Wir sind in der konkreten Umsetzungsarbeit engagiert. Ich widme mich der Integrationspolitik, die wir nun erstmals in Oberösterreich haben. Wir haben erstmals Deutschkurse für alle. Wir haben erstmals eine Struktur in der Integrationsarbeit. Ich lege überhaupt keinen Wert darauf, dass ich PR für die Partei mache. Es wird bei der Nationalratswahl 2018 sehr starke Grüne geben, die gut aufgestellt sind. Hier will ich meinen Beitrag leisten. Wer jetzt wo in den Meinungsumfragen liegt, ist völlig nebensächlich.
In der Bewertung Ihrer Arbeit haben Journalistenkollegen der OÖN gemeint, Sie seien stark in der Flüchtlingsfrage engagiert, würden aber den Umweltschutz vernachlässigen.
Jeder, der mich kennt, weiß, dass mir die Umweltpolitik ein Herzensanliegen ist. Meine Schwerpunkte liegen im Kampf gegen die Atomkraft und im Klimaschutz. Hier haben wir eine historische Verantwortung. Sichtbarer ist im Augenblick der Integrationsbereich, weil wir da konfliktträchtiger sind. Hier reibt sich die FPÖ, die gegen alle Lösungsansätze in der Landesregierung gestimmt hat. Die FPÖ kalkuliert damit, dass sie von den Problemen profitiert, wenn es keine Lösungen gibt.

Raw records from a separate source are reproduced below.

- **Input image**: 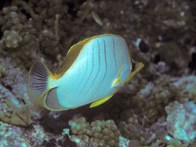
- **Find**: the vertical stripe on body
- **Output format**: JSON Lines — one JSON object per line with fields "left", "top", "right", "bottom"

{"left": 79, "top": 46, "right": 90, "bottom": 95}
{"left": 83, "top": 42, "right": 96, "bottom": 97}
{"left": 85, "top": 40, "right": 100, "bottom": 98}
{"left": 93, "top": 38, "right": 108, "bottom": 97}
{"left": 112, "top": 38, "right": 117, "bottom": 71}
{"left": 90, "top": 40, "right": 102, "bottom": 98}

Wie lautet die Oberösterreich-Agenda im Umweltschutz? In den Fragen der Atomkraft und des Klimaschutzes geht es primär um internationale Anliegen.

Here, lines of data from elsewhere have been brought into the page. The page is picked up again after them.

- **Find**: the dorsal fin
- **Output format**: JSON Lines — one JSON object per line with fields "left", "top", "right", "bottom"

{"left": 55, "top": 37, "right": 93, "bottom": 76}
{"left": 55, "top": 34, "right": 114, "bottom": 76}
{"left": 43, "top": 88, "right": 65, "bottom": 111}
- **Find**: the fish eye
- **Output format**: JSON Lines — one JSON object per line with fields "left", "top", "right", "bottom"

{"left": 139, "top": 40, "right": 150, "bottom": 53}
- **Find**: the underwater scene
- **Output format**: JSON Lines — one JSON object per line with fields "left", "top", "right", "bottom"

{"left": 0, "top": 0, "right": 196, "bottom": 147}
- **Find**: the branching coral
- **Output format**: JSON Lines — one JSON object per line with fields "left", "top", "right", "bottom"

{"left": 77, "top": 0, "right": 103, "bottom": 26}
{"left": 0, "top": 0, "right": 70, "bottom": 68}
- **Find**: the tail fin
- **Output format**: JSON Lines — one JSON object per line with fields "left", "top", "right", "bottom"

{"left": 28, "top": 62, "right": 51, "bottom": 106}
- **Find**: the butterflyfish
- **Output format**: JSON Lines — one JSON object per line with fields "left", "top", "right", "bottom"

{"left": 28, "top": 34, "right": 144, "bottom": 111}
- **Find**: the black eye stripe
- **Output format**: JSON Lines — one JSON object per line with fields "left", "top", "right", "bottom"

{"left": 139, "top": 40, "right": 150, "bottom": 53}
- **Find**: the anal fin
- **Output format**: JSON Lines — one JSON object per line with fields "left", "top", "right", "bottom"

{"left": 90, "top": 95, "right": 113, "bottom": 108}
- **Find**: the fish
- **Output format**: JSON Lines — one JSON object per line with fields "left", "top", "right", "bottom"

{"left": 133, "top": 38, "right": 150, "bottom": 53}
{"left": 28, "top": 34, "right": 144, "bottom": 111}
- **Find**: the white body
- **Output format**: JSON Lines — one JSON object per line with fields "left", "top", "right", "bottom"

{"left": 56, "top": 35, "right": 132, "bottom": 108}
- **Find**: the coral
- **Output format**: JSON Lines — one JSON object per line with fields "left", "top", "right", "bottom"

Wir bauen auf dem Landesumweltprogramm auf, das wir vor zwei Jahren neu geschrieben haben. Es geht darum, Umweltpolitik nachhaltig zu machen. Wir sollen von der Wegwerfgesellschaft weg, hin zu einer Kreislaufwirtschaft kommen. Mein ganz großen zweites Ziel ist die Verbindung von Umwelt und Wirtschaft. Nur wenn beide an einem Strang ziehen, werden wir erfolgreich sein.
Die Grünen haben bisher mit Erfolg den Bau des Linzer Westrings mit der damit verbundenen neuen Donaubrücke verhindert. Ich nehme an, dass Sie das erfreut.
Die Grünen fordern seit vielen Jahren eine neue Eisenbahnbrücke für den öffentlichen Verkehr. Wir fordern einen Steg über die Donau für die Radfahrer und Fußgänger. Wir haben beim Verkehr einen wirklichen Nachholbedarf beim Ausbau der öffentlichen Verkehrsmittel. Das ist Oberösterreich weit vom Bedarf der Bürgerinnen und Bürger weg. Das bedeutet, jetzt vorrangig in ein S-Bahn-Netz zu investieren. Ich persönlich bin davon überzeugt, dass es nicht möglich sein wird, sowohl den Straßenausbau als auch den Bahnausbau zu finanzieren.
Das bedeutet, dass man sich gegen die Straße und für die Schiene entscheiden muss?
Das Straßennetz ist sehr gut ausgebaut worden, das ist in den allermeisten Fällen richtig gewesen. Jetzt besteht Bedarf an öffentlichen Verkehrsmitteln. Man muss beide Bereiche gut verbinden. Es braucht Pendlerparkplätze. Leider funktioniert das noch immer nicht ausreichend.